Could you tell me the meaning of this Response Times split up into three values?


(Mathias Knop) #12

Also, network healing was configured in the settings to take place at 2AM but I cannot see anything related in the logs. It would be interesting to see the network traffic from the healing command and have an indication on how much time this takes. Am I overseeing something in the logs? Can I trigger the heal manually?


(Chris Jackson) #13

I think they are simply the min/average/max values.


(Chris Jackson) #14

What version of the binding are you using? The healing only works in the dev binding.

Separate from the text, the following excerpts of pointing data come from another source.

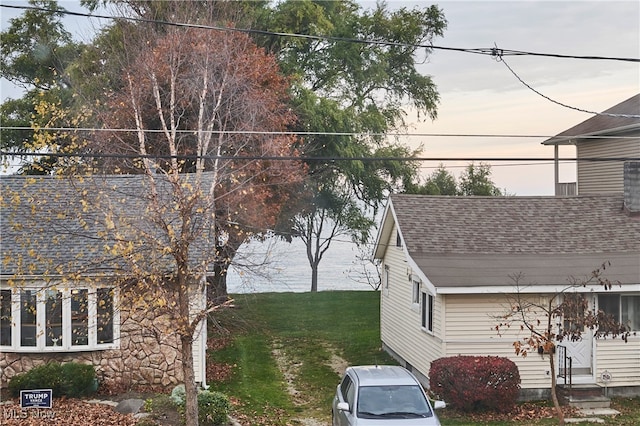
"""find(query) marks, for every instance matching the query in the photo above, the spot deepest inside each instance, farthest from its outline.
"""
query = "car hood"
(429, 421)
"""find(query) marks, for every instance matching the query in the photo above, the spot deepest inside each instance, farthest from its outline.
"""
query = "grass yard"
(281, 353)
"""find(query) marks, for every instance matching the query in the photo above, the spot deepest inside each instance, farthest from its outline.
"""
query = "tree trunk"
(217, 292)
(191, 392)
(314, 277)
(554, 395)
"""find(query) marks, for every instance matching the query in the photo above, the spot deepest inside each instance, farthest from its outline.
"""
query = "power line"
(295, 133)
(500, 58)
(309, 159)
(480, 51)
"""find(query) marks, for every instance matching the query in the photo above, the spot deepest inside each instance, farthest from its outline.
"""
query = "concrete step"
(589, 402)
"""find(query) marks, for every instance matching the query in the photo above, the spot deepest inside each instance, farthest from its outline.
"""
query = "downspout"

You should not though that you won’t see the network traffic - only the commands between the controller and the binding which is not the same thing in this instance.


(Mathias Knop) #15

Version 2.2.0

If the healing is not done at 2AM, then how and when is the network reorganised?
Sorry for all my questions, help is much appreciated!


(Chris Jackson) #16

Healing doesn’t really reorganise the network. Routing is done by the controller only - not the binding. The controller uses a number of mechanisms to derive routes (eg explorer frames). All that healing does is to set return routes and update the neighbour table. This is also done (from memory) during startup on the 2.2 binding.


(Mathias Knop) #17

So without reboot the neighbour table is not updated?

One more important question, After how much times is a message being considered as ‘Timed Out’ in the log viewer?


(Chris Jackson) #18

It’s only updated when the binding starts in the current 2.3 binding. This doesn’t require a reboot - just the binding restart.

It’s a maximum of 5 seconds, but it can be less since it is partly controlled by the controller, and partly by the binding.